Claude-Alexandre Ysabeau was born in Gien on 14 July 1754 and died in Paris on 18 March 1831.

He was first an Oratorian priest and later a constitutional priest in St-Martin-de-Tours, eventually serving as Vicar-General to the Bishop of Tours in 1791. He was a teacher at the École Militaire de Vendôme and at the Collège de Tours.

He was elected as a deputy to the National Convention for the departement of Indre-et-Loire. He voted for the death of Louis XVI.
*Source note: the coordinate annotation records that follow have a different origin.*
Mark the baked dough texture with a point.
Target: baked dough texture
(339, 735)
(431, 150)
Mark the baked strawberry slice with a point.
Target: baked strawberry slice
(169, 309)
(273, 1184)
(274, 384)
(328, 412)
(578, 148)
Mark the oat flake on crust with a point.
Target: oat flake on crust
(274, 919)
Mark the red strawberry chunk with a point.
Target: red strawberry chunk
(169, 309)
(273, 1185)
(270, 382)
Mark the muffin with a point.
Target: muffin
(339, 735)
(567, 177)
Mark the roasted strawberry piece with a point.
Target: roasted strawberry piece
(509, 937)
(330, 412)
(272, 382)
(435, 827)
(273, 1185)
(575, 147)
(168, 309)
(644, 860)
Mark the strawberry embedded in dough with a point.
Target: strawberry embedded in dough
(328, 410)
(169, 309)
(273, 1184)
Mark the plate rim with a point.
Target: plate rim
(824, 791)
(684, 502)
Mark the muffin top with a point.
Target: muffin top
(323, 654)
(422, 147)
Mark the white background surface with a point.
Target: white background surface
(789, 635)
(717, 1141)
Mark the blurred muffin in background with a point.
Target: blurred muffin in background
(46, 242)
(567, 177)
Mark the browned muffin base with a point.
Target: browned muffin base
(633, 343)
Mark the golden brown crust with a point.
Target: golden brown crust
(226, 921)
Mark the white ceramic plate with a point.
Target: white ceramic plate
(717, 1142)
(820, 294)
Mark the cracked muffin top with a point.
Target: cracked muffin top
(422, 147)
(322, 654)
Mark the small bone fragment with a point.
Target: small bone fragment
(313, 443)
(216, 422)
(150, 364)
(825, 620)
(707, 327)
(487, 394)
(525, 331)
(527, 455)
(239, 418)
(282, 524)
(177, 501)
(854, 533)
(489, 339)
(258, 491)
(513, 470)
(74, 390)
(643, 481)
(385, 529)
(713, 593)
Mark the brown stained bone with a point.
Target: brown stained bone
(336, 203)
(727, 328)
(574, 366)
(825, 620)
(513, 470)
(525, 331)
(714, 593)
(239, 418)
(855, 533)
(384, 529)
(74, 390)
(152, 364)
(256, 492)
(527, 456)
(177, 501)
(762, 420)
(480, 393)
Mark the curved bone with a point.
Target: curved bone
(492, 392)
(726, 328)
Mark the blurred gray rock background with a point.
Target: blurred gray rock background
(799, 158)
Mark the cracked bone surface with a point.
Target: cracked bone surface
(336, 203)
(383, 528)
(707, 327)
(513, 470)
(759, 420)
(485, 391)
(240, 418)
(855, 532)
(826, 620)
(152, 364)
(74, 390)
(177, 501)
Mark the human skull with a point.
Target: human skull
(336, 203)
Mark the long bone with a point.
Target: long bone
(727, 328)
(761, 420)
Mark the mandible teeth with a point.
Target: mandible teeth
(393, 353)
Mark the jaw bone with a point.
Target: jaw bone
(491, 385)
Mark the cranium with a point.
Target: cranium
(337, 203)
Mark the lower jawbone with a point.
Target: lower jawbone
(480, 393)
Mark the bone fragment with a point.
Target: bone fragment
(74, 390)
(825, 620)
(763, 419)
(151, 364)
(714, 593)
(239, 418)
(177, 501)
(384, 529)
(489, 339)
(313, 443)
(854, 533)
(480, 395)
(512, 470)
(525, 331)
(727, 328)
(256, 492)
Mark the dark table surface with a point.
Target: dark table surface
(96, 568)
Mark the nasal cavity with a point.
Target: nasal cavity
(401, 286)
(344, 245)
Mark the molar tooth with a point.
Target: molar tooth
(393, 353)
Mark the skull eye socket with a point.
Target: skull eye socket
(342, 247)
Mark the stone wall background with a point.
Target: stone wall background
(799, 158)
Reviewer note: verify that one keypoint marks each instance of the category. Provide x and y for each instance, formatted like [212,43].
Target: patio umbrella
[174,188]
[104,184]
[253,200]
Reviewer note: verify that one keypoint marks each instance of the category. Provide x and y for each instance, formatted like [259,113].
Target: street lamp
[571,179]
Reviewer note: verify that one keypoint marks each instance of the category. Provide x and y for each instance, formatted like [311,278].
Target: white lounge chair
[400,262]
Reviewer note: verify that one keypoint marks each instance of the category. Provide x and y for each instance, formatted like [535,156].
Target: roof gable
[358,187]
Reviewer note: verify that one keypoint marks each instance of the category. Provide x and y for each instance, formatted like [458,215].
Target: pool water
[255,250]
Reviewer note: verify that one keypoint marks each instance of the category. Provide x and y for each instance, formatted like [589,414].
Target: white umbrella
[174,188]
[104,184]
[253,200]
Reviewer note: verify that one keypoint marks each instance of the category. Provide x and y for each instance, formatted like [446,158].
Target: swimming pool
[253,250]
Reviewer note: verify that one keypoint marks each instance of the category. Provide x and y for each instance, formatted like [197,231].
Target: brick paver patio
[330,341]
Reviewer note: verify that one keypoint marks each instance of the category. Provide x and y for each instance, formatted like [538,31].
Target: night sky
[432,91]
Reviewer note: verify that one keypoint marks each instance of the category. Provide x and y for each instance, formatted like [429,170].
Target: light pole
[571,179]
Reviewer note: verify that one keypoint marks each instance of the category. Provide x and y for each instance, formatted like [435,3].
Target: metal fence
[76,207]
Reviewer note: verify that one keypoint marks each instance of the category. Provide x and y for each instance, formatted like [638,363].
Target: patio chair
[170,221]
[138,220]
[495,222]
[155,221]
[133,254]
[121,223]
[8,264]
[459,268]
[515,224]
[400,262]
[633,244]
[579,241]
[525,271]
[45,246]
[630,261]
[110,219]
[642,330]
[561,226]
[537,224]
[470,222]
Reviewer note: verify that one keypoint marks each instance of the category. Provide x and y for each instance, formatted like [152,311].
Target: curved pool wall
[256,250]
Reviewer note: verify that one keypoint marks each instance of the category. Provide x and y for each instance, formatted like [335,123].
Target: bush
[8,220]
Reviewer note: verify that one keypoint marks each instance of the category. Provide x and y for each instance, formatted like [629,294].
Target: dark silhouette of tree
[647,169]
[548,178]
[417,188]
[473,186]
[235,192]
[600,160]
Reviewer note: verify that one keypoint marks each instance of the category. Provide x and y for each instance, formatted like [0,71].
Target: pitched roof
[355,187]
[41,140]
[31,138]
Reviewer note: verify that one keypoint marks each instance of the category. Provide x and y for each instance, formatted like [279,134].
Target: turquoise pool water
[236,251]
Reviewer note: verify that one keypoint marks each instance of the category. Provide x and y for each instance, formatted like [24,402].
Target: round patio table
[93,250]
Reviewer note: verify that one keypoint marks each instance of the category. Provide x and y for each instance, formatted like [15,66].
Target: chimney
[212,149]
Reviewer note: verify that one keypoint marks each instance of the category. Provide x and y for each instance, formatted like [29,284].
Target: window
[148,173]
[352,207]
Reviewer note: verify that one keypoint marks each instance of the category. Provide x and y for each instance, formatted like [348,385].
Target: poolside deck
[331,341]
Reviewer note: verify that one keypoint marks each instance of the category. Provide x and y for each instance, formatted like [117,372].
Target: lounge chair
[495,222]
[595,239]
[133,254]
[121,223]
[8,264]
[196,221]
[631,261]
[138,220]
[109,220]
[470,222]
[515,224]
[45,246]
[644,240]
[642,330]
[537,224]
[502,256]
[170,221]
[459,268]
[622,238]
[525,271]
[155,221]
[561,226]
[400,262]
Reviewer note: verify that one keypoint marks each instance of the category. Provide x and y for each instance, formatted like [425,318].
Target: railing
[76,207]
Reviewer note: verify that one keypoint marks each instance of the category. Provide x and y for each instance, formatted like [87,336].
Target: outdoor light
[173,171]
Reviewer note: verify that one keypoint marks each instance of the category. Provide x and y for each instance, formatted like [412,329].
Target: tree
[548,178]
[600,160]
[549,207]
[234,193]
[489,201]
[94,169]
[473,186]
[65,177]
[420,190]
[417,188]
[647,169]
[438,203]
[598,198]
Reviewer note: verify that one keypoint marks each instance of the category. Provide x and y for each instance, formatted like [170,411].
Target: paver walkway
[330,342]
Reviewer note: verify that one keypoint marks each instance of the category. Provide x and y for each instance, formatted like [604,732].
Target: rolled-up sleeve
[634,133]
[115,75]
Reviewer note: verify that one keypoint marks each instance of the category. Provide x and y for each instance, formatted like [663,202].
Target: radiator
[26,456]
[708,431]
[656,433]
The Convention sent him to Pyrénées-Orientales to organise the army there. Then, together with Jean-Lambert Tallien, he was sent by the Convention as a Commissioner to Bordeaux in August 1793 to restore order following an attempted revolt. Robespierre urged them to 'punish the traitors and royalists promptly and severely'. However, by the end of 1793 Ysabeau and Tallien had only executed 104 Federalist leaders. Along with Tallien, Ysabeau was later denounced by Robespierre for moderation, and returned to Paris to clear his name. Together with Tallien, Ysabeau was one of the Convention members who instigated the Thermidorean Reaction which overthrew Robespierre.

In March 1795 he became a member of the Committee of General Security and in October of the same year he was elected to the Council of Ancients. Under the Consulate and Empire he served as an inspector of the post.

He is buried in the Père-Lachaise cemetery (37th division).